The name Albina comes from Albina, "the White Goddess," the Etruscan goddess of the dawn and protector of ill-fated lovers. It was a common name in ancient Rome. According to Nennius, Britain gains its earliest name, Albion from Albina, the White Goddess, the eldest of the fifty Danaïdes.
There appear to be several different women named Albina remembered as saints in the Roman Catholic Church.

==2nd century==
Albina refers to a woman put to death in the second century, along with her brother Paxentius, during the reign of Marcus Aurelius (161-180). Their relics ended up in Saint-Martin-des-Champs Priory after being sent from Rome to Paris, and their fate is recorded in a Parisian breviary.

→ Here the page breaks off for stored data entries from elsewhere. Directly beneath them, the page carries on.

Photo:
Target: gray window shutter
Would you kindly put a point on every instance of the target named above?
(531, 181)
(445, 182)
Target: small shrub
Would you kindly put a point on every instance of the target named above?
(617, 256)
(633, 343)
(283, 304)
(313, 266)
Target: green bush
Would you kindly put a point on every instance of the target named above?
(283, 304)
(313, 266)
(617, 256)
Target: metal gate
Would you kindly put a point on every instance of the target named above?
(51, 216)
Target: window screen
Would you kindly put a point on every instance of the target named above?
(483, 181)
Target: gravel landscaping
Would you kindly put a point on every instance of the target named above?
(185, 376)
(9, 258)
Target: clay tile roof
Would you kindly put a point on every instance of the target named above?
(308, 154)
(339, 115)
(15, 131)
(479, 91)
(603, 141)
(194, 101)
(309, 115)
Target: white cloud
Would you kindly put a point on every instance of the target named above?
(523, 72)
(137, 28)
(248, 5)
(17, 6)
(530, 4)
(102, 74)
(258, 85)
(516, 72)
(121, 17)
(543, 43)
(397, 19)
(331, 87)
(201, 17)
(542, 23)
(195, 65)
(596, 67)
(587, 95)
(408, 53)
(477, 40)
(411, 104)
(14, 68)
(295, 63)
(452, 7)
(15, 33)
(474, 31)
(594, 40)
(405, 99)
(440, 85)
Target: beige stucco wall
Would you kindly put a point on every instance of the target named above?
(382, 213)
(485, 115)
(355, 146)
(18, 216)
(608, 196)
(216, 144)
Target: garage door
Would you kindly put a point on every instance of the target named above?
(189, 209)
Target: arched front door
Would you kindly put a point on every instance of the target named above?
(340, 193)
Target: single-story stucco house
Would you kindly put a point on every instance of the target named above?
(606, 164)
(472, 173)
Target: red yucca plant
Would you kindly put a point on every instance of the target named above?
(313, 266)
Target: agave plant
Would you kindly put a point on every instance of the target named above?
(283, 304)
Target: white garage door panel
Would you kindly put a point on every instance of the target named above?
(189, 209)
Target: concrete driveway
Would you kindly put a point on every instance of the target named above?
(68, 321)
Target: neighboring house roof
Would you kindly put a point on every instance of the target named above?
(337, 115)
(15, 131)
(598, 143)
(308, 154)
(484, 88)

This Albina's feast day is 23 September.

Albina also refers to a Roman woman beheaded because she was a Roman citizen as one of the Martyrs of Lyon AD 177.

==3rd century==
According to the Roman Martyrology, Saint Albina was a young woman from Caesarea, Palestine, who died a martyr in the third century, during the reign of the emperor Decius, ca. 250. There are two conflicting traditions: one, the Greek tradition, is that she died in Caesarea; another, cited in the Martyrology, states that she was brought to Italy and was killed in the town of Formia. Her remains are kept in the cathedral of the Italian city of Gaeta. According to the Greek tradition, they were miraculously transported there. This is the Saint Albina depicted in the picture, venerated as a saint in Italy. Her feast day is 16 December.

==4th century==
Another Albina, who died on 4 March 387, was the mother of Saint Marcella. The Bollandists Henchenius and Papenbroch (of the Acta Sanctorum) did not consider her inclusion in the calendar properly supported by authority. Athanasius of Alexandria may have stayed at her house in Rome. Another Albina is said to have been martyred in Rome "with many others", according to the Acta Sanctorum. Her feast day is 17 February.